La scorsa settimana, a due anni di distanza dal risultato del referendum sulla brexit, il Primo Ministro britannico, Theresa May, ha reso nota la bozza di accordo tra Eu e UK in preparazione per il ‘dopo Brexit’.
L’uragano politico non si è fatto attendere: dopo poche ore il Sottosegretario del ministro, Dominic Raab, si e dimesso, seguito da una mezza dozzina tra ministri e sottosegretari di stato.
Eventi che stanno in questi giorni mettendo in discussione anche la leadership di Theresa May. Infatti, i nemici nel suo stesso partito, hanno dato il via alla raccolta delle 48 lettere per la richiesta di dimissioni del primo ministro e dare luogo ad una crisi di governo.
Nei contenuti dell’accordo contestato si evince che seppure la May sia riuscita a strappare un buon accordo in relazione al controllo dell’immigrazione, abbia invece ceduto troppe regalie sulla questione irlandese.

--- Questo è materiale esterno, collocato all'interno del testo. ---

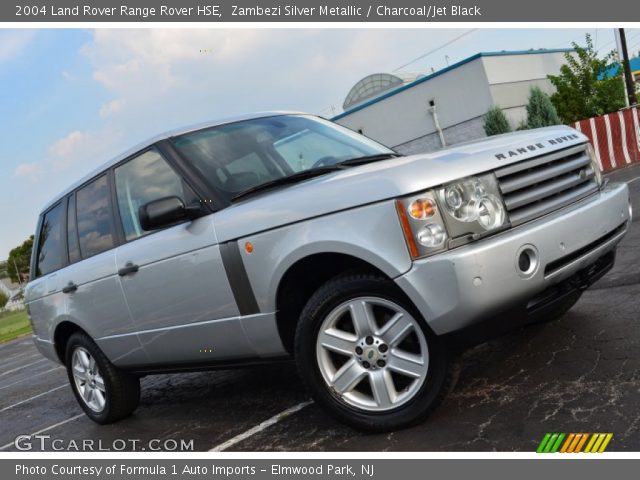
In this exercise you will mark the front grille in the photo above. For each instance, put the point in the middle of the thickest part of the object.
(535, 187)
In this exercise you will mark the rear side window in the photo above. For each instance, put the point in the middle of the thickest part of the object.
(72, 233)
(95, 226)
(141, 180)
(50, 242)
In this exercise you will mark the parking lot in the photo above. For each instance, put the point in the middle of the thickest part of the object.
(578, 374)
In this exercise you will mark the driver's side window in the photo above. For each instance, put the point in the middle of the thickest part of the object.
(141, 180)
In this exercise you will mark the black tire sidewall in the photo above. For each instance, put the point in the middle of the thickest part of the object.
(328, 297)
(81, 340)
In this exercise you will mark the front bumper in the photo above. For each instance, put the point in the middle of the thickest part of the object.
(467, 285)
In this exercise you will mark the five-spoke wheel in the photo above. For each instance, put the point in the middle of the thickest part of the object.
(367, 355)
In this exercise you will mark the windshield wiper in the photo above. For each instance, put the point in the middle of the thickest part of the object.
(369, 158)
(293, 178)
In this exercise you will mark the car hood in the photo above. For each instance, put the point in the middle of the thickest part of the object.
(386, 179)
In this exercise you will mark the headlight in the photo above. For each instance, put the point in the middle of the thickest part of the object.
(597, 173)
(472, 205)
(422, 224)
(435, 220)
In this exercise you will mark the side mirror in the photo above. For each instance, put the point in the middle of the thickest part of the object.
(164, 212)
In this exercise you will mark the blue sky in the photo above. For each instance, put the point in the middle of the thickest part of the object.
(72, 98)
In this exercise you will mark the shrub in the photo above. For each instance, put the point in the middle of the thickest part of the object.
(540, 110)
(495, 122)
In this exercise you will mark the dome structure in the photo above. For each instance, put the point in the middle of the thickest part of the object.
(370, 86)
(375, 84)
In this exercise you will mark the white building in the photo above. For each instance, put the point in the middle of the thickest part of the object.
(448, 105)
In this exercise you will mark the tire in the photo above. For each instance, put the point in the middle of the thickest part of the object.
(554, 312)
(365, 385)
(109, 393)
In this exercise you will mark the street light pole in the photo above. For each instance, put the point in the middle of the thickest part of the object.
(621, 40)
(15, 265)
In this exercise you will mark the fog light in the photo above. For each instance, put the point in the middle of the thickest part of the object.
(527, 261)
(432, 235)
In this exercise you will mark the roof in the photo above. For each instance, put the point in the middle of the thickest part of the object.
(157, 138)
(426, 78)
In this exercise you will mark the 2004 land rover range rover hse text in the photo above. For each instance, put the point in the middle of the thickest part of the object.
(286, 236)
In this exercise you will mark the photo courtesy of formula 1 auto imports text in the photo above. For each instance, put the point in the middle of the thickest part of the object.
(259, 240)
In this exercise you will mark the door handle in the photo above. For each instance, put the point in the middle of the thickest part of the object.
(128, 269)
(70, 288)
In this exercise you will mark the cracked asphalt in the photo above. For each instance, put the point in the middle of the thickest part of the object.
(580, 373)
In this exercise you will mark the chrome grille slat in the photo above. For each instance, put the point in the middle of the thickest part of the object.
(538, 209)
(538, 186)
(535, 162)
(524, 179)
(547, 189)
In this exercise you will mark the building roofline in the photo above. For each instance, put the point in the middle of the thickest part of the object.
(426, 78)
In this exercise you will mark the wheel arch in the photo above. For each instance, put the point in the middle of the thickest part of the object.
(297, 285)
(61, 335)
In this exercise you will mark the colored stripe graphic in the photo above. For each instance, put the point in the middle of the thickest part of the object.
(574, 442)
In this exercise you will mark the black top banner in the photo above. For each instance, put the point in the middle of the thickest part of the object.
(363, 11)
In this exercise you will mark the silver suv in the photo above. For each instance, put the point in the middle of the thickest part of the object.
(284, 235)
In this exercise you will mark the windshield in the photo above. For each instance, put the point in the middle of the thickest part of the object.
(240, 156)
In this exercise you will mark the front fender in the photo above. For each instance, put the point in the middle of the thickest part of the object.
(370, 233)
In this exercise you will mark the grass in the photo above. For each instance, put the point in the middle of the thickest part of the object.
(14, 325)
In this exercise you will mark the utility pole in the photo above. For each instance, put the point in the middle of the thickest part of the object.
(626, 68)
(15, 265)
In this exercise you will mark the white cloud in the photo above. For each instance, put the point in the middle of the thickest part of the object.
(109, 108)
(32, 171)
(13, 43)
(159, 79)
(84, 147)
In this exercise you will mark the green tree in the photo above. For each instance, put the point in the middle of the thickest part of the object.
(4, 272)
(540, 110)
(584, 87)
(495, 122)
(20, 257)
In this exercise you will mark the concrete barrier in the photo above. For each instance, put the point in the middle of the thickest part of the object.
(615, 138)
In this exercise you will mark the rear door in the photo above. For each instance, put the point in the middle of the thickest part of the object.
(93, 295)
(173, 279)
(43, 294)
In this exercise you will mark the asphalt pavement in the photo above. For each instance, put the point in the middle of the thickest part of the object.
(580, 373)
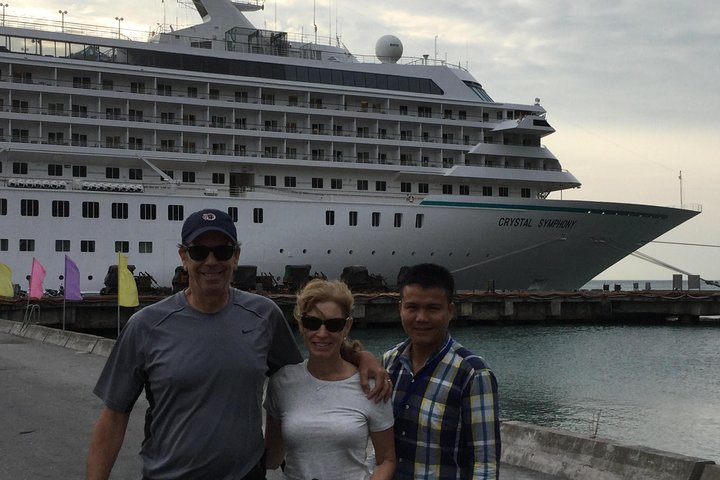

In base agli accordi, per la EU, sia che si delinei una ‘hard o soft’ Brexit e’ necessario mantenere il ‘backstop’ sull’Irlanda; vale a dire l’accordo in base al quale la EU e la Gran Britannia si impegnano a mantenere aperto il confine commerciale fra le ‘due Irlande’ continuando a seguire le regole del mercato unico europeo e la unione doganale. Questo accordo, già presente nel Trattato di Pace fra le due Irlande, è di critica importanza per favorire il clima di tranquillo status quo tra il Nord Irlanda e la Repubblica Irlandese.
Avendo la May recepito questo punto in toto le critiche dei Tory dissidenti hanno affondato le lame fino a definire la presente bozza di accordo un ulteriore passo che declasserebbe il UK a ‘stato schiavo e vassallo della EU’.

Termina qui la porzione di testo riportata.